05/05/2026 – 22:48
• Atualizado em 05/05/2026 – 23:00
Bruno Spada/Câmara dos Deputados
Reunião do Conselho de Ética e Decoro Parlamentar ocorrida nesta terça-feira.
Na reunião realizada nesta terça-feira (5), o Conselho de Ética e Decoro Parlamentar da Câmara dos Deputados decidiu pela suspensão dos mandatos dos deputados Marcos Pollon (PL-MS), Marcel van Hattem (Novo-RS) e Zé Trovão (PL-SC) por um período de 60 dias, após mais de nove horas de discussão. Os parlamentares têm a opção de recorrer à Comissão de Constituição e Justiça e de Cidadania (CCJ), sendo que a decisão final caberá ao Plenário, que precisa da maioria absoluta para ratificar a sanção.
Aprovado pelo relator, deputado Moses Rodrigues (União-CE), o parecer indicou que os três deputados se envolveram em condutas que violaram o decoro parlamentar durante a ocupação da Mesa Diretora na sessão plenária de 5 de agosto de 2025.
Naquela ocasião, os deputados exigiam a inclusão na pauta do projeto de anistia (PL 216/23) relativo aos eventos de 8 de janeiro, que envolve o ex-presidente Jair Bolsonaro. O presidente da Câmara, Hugo Motta (Republicanos-PB), não conseguiu reassumir sua posição até 6 de agosto.
Rodrigues argumentou que a severidade da punição, aumentada de 30 para 60 dias, era necessária para enfatizar que a Casa não tolerará comportamentos inadequados.
As infrações cometidas foram detalhadas nas representações 24, 25 e 27 de 2025, cada uma votada separadamente. No caso de Pollon, a votação resultou em 13 votos favoráveis e 4 contrários; Van Hattem teve o mesmo resultado, enquanto Zé Trovão recebeu 15 votos a favor e 4 contra.
Bruno Spada/Câmara dos Deputados
Deputado Zé Trovão
Defesa de Zé Trovão
Em sua defesa, Zé Trovão expressou, emocionado, que a suspensão culminará na “perda de sustento para cerca de 20 famílias” por dois meses. “O que mais me dói é olhar nos olhos dos meus funcionários e não saber o que dizer”, desabafou.
Ele utilizou referências bíblicas e episódios históricos para caracterizar o atual momento político como uma “perseguição” e uma “inversão de valores”, afirmando que, se necessário, não hesitará em ocupar novamente a Mesa para defender seus eleitores.

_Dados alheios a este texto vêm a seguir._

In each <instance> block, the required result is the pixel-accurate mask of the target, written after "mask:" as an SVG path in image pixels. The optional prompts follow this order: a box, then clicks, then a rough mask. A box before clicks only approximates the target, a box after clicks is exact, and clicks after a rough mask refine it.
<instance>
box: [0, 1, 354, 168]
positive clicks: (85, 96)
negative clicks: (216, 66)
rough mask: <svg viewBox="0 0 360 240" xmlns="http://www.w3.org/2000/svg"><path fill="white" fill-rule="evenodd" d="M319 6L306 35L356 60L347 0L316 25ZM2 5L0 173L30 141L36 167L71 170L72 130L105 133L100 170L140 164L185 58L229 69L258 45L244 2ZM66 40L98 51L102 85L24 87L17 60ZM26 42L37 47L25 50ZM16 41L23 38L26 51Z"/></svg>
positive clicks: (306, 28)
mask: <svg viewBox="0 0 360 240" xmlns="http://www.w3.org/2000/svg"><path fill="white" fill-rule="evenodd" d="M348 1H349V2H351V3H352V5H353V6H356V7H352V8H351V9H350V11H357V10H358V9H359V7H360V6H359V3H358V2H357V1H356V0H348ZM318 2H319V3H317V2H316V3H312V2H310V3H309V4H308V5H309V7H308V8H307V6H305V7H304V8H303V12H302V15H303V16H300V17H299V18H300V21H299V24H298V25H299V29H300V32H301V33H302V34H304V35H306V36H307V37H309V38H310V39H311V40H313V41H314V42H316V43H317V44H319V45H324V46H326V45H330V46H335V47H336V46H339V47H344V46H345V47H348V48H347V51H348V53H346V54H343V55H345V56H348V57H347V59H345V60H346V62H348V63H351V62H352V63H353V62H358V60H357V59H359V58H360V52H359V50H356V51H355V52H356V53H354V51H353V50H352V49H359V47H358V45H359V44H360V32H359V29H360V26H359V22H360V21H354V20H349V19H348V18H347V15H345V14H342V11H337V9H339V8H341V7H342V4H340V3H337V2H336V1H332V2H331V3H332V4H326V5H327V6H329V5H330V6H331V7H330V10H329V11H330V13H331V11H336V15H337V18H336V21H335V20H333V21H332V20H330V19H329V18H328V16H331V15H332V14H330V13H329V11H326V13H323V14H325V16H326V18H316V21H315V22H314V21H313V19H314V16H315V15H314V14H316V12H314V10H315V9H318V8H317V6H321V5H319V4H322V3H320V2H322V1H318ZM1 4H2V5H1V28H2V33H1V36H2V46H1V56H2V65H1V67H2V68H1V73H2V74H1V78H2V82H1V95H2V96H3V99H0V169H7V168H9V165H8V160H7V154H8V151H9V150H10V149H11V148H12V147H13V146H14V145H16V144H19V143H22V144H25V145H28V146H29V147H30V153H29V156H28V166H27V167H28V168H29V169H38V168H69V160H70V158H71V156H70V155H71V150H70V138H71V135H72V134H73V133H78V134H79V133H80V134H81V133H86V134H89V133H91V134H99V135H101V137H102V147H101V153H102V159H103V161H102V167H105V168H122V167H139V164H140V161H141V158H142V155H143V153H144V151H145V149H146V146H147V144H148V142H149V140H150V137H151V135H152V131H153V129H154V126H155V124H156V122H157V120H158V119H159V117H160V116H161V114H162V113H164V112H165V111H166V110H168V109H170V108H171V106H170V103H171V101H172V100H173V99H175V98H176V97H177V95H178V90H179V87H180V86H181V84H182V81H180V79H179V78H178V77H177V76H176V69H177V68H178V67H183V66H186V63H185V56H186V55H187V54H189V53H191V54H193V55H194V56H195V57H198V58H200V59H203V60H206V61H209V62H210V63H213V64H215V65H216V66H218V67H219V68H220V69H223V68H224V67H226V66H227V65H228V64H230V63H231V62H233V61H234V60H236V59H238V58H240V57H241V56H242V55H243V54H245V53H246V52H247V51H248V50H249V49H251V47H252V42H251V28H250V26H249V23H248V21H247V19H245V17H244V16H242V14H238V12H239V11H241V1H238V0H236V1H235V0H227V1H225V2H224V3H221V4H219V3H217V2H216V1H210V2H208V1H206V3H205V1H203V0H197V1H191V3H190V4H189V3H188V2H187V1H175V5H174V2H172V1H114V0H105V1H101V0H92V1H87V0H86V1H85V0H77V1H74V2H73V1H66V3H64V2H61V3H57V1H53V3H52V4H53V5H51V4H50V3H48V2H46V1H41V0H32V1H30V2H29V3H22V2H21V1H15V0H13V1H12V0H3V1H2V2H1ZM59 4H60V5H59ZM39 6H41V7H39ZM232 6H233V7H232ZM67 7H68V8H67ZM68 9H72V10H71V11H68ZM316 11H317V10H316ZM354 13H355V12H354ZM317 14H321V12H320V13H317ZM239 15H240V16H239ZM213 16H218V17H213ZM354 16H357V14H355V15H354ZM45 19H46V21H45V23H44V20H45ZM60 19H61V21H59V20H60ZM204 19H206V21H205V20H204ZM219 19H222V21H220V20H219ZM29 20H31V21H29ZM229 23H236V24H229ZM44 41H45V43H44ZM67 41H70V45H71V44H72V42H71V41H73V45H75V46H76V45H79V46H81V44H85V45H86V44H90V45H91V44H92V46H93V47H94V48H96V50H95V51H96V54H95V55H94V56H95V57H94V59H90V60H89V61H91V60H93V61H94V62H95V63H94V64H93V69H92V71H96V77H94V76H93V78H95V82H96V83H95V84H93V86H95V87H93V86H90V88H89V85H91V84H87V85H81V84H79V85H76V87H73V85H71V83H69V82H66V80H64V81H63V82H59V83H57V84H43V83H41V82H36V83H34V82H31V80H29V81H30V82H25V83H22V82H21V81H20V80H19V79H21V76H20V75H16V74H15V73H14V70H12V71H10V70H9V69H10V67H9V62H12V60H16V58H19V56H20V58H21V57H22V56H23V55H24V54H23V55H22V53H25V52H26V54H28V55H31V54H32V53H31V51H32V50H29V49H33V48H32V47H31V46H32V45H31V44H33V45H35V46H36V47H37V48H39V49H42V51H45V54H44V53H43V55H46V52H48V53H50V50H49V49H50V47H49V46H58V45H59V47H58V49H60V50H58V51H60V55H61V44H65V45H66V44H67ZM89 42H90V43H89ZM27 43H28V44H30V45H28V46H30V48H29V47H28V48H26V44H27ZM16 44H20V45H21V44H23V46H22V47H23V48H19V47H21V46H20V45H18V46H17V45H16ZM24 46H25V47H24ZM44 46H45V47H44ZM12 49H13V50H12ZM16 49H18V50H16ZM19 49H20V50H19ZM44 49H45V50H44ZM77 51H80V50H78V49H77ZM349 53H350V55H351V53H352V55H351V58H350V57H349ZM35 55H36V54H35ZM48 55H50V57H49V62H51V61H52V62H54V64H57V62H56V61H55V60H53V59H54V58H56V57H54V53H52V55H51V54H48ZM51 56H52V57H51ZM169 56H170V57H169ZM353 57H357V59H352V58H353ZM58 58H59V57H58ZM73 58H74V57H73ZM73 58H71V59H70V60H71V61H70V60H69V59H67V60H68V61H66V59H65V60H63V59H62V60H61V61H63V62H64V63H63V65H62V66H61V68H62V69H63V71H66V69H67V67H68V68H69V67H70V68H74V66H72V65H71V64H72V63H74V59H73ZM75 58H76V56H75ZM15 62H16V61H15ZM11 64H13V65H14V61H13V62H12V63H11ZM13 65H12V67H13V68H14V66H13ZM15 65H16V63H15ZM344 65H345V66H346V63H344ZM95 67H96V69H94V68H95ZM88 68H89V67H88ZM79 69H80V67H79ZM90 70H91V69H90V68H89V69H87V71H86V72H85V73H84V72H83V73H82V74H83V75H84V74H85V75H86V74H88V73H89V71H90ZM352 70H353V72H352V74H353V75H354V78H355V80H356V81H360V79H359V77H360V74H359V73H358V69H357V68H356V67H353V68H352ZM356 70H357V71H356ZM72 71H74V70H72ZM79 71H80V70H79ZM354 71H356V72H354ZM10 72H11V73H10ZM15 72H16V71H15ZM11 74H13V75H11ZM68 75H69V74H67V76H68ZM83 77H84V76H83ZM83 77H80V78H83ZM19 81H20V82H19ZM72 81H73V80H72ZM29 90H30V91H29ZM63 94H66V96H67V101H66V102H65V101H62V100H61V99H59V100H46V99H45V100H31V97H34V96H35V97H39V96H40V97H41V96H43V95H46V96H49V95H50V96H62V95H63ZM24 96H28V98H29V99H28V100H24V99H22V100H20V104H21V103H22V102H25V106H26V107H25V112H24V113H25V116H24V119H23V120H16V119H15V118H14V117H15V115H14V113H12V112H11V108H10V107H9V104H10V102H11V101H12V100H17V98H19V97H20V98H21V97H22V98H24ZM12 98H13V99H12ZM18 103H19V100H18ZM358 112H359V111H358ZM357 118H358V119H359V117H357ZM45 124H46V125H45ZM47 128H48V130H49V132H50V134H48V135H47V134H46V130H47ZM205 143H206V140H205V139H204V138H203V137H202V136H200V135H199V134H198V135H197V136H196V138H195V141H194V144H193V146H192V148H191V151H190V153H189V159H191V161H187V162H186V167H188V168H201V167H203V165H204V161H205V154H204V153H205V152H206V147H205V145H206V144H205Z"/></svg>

O advogado Eduardo Moura, em sua defesa técnica, argumentou que as gravações da sessão não evidenciam irregularidades cometidas por Trovão, citando testemunhas que o descreveram como alguém que tentava prevenir conflitos físicos.
Bruno Spada/Câmara dos Deputados
Deputado Marcel van Hattem
Defesa de Marcel van Hattem
Em apoio a Zé Trovão, Van Hattem rotulou o processo como “perseguição política” e comparou sua situação à dos detidos em decorrência dos eventos de 8 de janeiro. Ele manifestou que, se necessário, voltaria a ocupar a Mesa e ainda disse, “se essa injustiça ocorrer, vamos colocar na parede como uma medalha de honra”.
Pela defesa, o advogado Jeffrey Chiquini definiu o julgamento como uma “punição política”.
Vinicius Loures/Câmara dos Deputados
Deputado Marcos Pollon
Defesa de Marcos Pollon
Pollon criticou vigorosamente a recusa da Presidência da Câmara em pautar o projeto de anistia e classificou as prisões como “ilegais”, descrevendo o estado jurídico atual do Brasil como um “estado de exceção”. “Não carregaremos a vergonha de nos acovardar ou omitir”, disse ele.
Na defesa técnica, o advogado Mariano lamentou a rejeição à convocação de testemunhas indicadas pela defesa e alegou que questões técnicas foram ignoradas em favor de um julgamento de viés político.
Debate
No decorrer do debate, o deputado Chico Alencar (Psol-RJ) criticou as ofensas direcionadas ao relator e à Mesa Diretora, associando a ocupação física do Plenário a um movimento histórico de golpismo. Para Alencar, o relatório distingue “golpistas de democratas”.
Em defesa dos acusados, o deputado Sargento Gonçalves (PL-RN) comparou o processo a uma tentativa de criminalizar a direita por atos que, segundo ele, já foram praticados pela esquerda. O parlamentar questionou a escolha de apenas três deputados como “bodes expiatórios” diante da ampla participação de mais de 100 colegas na ocupação.